La domanda fa eco tra le proposte attuali su una ormai necessaria svolta verso una “città delle donne”, incentrata sul “prendersi cura”: «Un valore forte perché riguarda la cura di sé, degli altri, delle istituzioni, della dimensione collettiva e dello spazio. Per entrare in relazione con gli altri in un rapporto dialettico», spiega Laura Fregolent, docente di Pianificazione urbanistica allo Iuav di Venezia. Non diversamente, Paola Viganò, architetto, urbanista di fama internazionale e professore a Venezia e Losanna, secondo la quale l’urbanistica attuale e futura è fatta di relazioni: «La questione più importante oggi non è tanto immaginare una città diversa, ma la metamorfosi del substrato esistente. Dovremmo guardare a questo con occhi rivolti alla cura, per prenderci cura di quello che già esiste».

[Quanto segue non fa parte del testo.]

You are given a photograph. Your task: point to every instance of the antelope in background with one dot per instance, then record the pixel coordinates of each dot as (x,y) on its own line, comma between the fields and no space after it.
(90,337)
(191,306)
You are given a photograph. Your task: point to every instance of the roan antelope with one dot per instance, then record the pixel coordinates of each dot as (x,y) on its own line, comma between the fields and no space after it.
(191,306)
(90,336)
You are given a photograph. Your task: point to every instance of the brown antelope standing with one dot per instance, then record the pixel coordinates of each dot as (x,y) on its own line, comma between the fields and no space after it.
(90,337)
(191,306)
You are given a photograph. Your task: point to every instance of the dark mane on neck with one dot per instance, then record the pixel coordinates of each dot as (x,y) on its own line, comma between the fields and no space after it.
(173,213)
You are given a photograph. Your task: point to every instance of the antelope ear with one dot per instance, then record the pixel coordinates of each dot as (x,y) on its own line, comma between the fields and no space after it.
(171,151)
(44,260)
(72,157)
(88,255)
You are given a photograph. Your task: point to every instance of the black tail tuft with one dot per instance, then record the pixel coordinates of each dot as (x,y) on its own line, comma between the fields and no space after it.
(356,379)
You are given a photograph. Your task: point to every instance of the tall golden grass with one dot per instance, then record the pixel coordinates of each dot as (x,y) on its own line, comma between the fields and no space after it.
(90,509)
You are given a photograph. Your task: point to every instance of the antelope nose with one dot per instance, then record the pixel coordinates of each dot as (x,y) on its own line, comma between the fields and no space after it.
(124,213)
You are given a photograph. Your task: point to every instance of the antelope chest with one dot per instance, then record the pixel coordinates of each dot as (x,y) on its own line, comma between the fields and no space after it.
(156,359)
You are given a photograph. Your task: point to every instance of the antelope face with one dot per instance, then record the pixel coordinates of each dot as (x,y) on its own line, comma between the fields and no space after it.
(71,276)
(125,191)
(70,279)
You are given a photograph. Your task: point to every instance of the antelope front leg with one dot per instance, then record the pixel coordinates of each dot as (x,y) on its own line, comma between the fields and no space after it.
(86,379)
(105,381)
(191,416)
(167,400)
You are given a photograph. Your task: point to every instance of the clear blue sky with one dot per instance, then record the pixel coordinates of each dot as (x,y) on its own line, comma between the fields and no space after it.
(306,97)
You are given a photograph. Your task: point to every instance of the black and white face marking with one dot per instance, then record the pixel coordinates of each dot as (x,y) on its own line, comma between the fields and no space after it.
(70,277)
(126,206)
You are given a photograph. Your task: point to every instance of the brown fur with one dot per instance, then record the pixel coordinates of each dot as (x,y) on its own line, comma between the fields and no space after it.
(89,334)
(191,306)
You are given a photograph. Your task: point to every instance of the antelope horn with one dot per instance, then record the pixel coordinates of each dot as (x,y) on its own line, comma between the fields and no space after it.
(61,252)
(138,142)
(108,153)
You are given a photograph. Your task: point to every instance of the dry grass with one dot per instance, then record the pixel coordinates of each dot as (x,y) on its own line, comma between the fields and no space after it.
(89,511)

Nella casa de vidro, san paolo, 1991.

Lina Bobardi nel cantiere del museo de arte de são paulo, nel 1965 circa.

«Quella del tessuto è un’arte della donna, e su questo abbiamo la supremazia»

Un tema fondante e creativo che emerge in un momento in cui la città ha smesso di essere un luogo da abbandonare o da consumare, per diventare pienamente uno spazio da vivere. Così Benedetta Tagliabue, fondatrice dello studio Miralles Tagliabue, tra i più apprezzati a livello internazionale, parla del modello “femminile” come chiave di lettura universale e necessaria di un’architettura tessuta: «Tessere gli elementi è un’idea che viene dalla partecipazione di tutti. E poi, quella del tessuto è un’arte della donna e su questo abbiamo la supremazia». È notizia recentissima quella della presenza di Laura Ricci, professore e direttore del dipartimento di Pianificazione, Design, Tecnologia dell’Architettura all’Università La Sapienza di Roma, nella squadra che dovrebbe scrivere la legge sulla rigenerazione urbana del ministro per le infrastrutture e la mobilità sostenibile Enrico Giovannini, tra le poche figure femminili presenti nella stanza dei bottoni dell’urbanistica. I ruoli apicali nelle istituzioni, politiche e amministrative, sono ancora poco frequentati da donne; e se i loro progetti hanno più fortuna all’estero che in Italia, è abito diffuso, dice Tagliabue, avere scarsa fiducia nelle capacità di una donna di costruire rispetto a quelle più muscolari di un uomo. «Nel 2017 abbiamo dato il premio Pritzker allo studio RCR di Rafael Aranda, Carme Pigem e Ramón Vilalta», racconta l’architetto, membro della giuria di questo come di altri prestigiosi premi internazionali, «Naturalmente, a parlare bene l’inglese è Carme Pigem ed è lei, quindi, a tenere la conferenza per la premiazione, davanti all’Imperatore e all’Imperatrice del Giappone. Ebbene, il suo discorso ha mandato letteralmente in estasi l’Imperatrice: proprio lei, emblema della donna che istituzionalmente deve farsi trasparente rispetto al consorte…». La prima donna insignita del Pritzker, d’altronde, è stata Zaha Hadid nel 2004: 25 anni dopo la sua istituzione. E ancora oggi è l’unica con il duo Yvonne Farrell e Shelley McNamara, insignite nel 2020, a non condividere il premio con un partner maschio: «Non diamo spazio alle donne, ma sono in corso cambiamenti interessanti», continua Tagliabue, che coglie anche segnali di stile: «Se prima le studentesse di Architettura portavano pantaloni e capelli corti imitando un modello maschile, ora abbiamo premiato Kazuyo Sejima, Pritzker 2010 con Ryūe Nishizawa, che ama i fiorelloni ed esalta il suo rimanere un’eterna bambina».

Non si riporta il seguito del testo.